Padahal, yang menjadi masalah utama adalah perubahan lingkungan dan kondisi tubuh.
"Air hujan itu sendiri tidak menyebabkan sakit. Namun, kehujanan dapat meningkatkan risiko karena suhu dingin bisa menurunkan daya tahan tubuh," jelasnya dalam temu media virtual, Jumat (30/1/2026).
Ketika dalam kondisi tersebut, virus dan bakteri penyebab penyakit seperti flu, demam, dan infeksi saluran pernapasan menjadi lebih mudah menyerang. Menurut dr Anggraini, kombinasi kelembapan udara yang tinggi berkisar antara 70-90 persen, genangan air, serta perubahan suhu yang drastis menciptakan lingkungan bagi pertumbuhan bakteri, virus, dan parasit.
Kondisi ini sering terjadi saat hujan deras berkepanjangan, terutama di wilayah yang rawan banjir.
"Meski hujan tidak secara langsung menyebabkan penyakit, situasi ini mempermudah penyebaran kuman, menurunkan imunitas, dan meningkatkan paparan terhadap air serta permukaan yang terkontaminasi," tambah dr Anggraini.

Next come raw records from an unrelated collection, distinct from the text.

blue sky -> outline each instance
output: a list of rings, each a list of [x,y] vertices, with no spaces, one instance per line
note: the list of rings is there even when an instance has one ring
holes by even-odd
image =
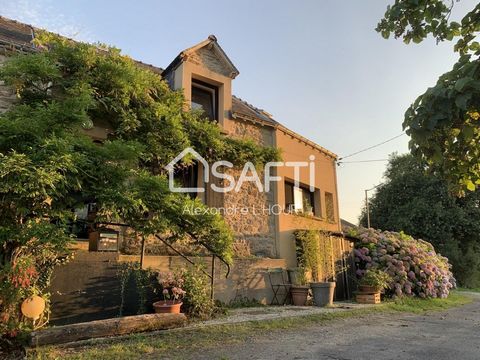
[[[402,132],[409,104],[456,60],[451,43],[384,40],[374,28],[392,1],[0,0],[0,15],[121,48],[165,67],[209,34],[240,70],[233,92],[290,129],[345,156]],[[452,18],[476,1],[462,0]],[[348,160],[408,151],[408,137]],[[386,162],[338,168],[340,215],[357,222],[364,190]]]

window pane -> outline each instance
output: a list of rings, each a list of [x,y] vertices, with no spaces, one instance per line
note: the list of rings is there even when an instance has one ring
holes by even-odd
[[[295,211],[303,211],[303,191],[299,187],[293,188],[293,200],[295,203]]]
[[[192,109],[201,109],[210,120],[215,119],[215,90],[192,86]]]

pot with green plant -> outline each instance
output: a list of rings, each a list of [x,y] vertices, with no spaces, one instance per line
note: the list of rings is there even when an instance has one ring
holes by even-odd
[[[292,286],[290,287],[290,293],[292,295],[293,305],[307,305],[310,286],[307,284],[305,269],[302,267],[290,269],[288,270],[288,274],[290,276],[290,282],[292,283]]]
[[[388,287],[392,277],[384,271],[378,269],[369,269],[365,271],[365,274],[358,281],[358,290],[362,293],[377,293],[381,292]]]
[[[185,295],[185,290],[182,289],[183,279],[169,272],[165,276],[159,275],[159,282],[162,286],[163,300],[153,303],[155,312],[179,314]]]
[[[316,306],[333,305],[336,268],[328,234],[318,230],[295,232],[297,261],[310,274],[313,302]]]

Di kota besar seperti Jakarta atau Bandung, kandungan polutan di udara dapat ikut terbawa air hujan.
"Zat kimia dalam air hujan di perkotaan memang perlu diwaspadai. Polusi itu berasal dari aktivitas manusia sendiri," lanjutnya.
dr Anggraini menegaskan hujan di daerah dengan polusi rendah tentu berbeda risikonya, dibandingkan hujan di wilayah padat kendaraan dan industri. Bahkan, waktu hujan pagi, siang, atau malam juga bisa mempengaruhi kandungan polutan di dalam air hujan.

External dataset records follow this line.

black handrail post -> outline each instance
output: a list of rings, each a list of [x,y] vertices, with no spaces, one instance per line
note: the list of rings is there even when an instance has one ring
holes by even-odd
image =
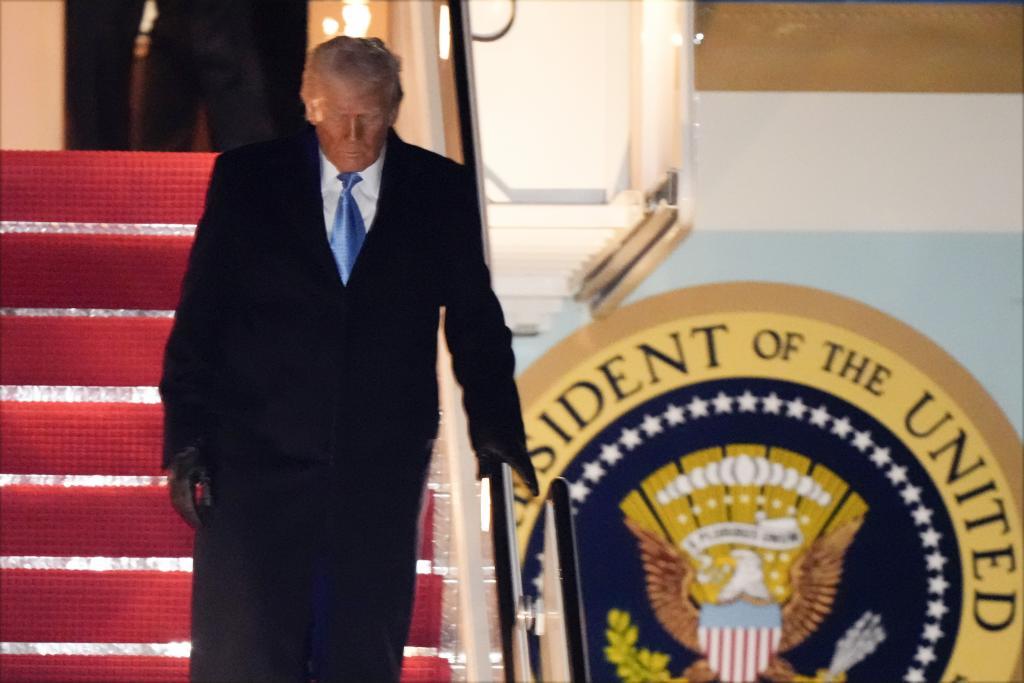
[[[459,131],[462,136],[463,162],[473,173],[478,210],[480,211],[481,240],[484,258],[490,260],[487,236],[486,213],[483,211],[482,168],[477,150],[476,110],[473,101],[472,83],[472,40],[470,39],[469,16],[466,11],[466,0],[447,0],[448,16],[451,24],[452,66],[455,75],[455,96],[459,112]],[[508,466],[494,463],[490,468],[488,480],[491,494],[491,529],[494,542],[494,575],[498,593],[498,619],[501,630],[502,664],[505,670],[505,681],[516,681],[515,671],[515,637],[517,623],[517,601],[522,595],[519,581],[518,561],[515,553],[515,524],[508,511],[511,509],[511,475]],[[512,563],[517,563],[513,565]],[[527,676],[522,676],[527,680]]]
[[[517,602],[523,591],[518,580],[515,524],[508,516],[512,502],[512,480],[508,465],[495,462],[488,481],[491,490],[491,538],[494,542],[494,577],[497,582],[498,621],[501,625],[502,666],[506,683],[515,683],[517,680],[528,680],[528,676],[523,672],[516,677]]]
[[[555,536],[558,539],[558,567],[561,574],[559,579],[562,586],[562,612],[569,651],[569,670],[573,681],[589,682],[586,618],[583,609],[583,590],[580,585],[576,525],[572,521],[572,502],[569,499],[569,483],[562,477],[558,477],[551,483],[548,496],[555,512]]]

Langkah Penanganan Jika Kehujanan
IDAI menekankan pentingnya langkah sederhana, tetapi konsisten untuk melindungi anak jika terpaksa kehujanan atau melewati genangan air.
"Kalau anak terlanjur kehujanan di jalan, yang utama adalah segera menghangatkan tubuh, mengganti pakaian, dan membersihkan diri," terang dr Anggraini.
Ia menyarankan anak segera mencuci tangan, melepas pakaian yang basah, dan menggantinya dengan pakaian bersih serta hangat. Jika memungkinkan, mandi dengan air hangat yang bisa membantu membersihkan kuman dan menyegarkan tubuh.
"Boleh saja langsung mandi, apalagi dengan air hangat. Justru itu membantu menghilangkan kotoran dan polutan yang menempel di tubuh," ujarnya.
Mengingat curah hujan yang masih tinggi dan potensi banjir di berbagai daerah, IDAI mengimbau orang tua untuk lebih sigap menjaga kebersihan, asupan gizi, serta memeriksakan kesehatan anak jika muncul gejala sakit.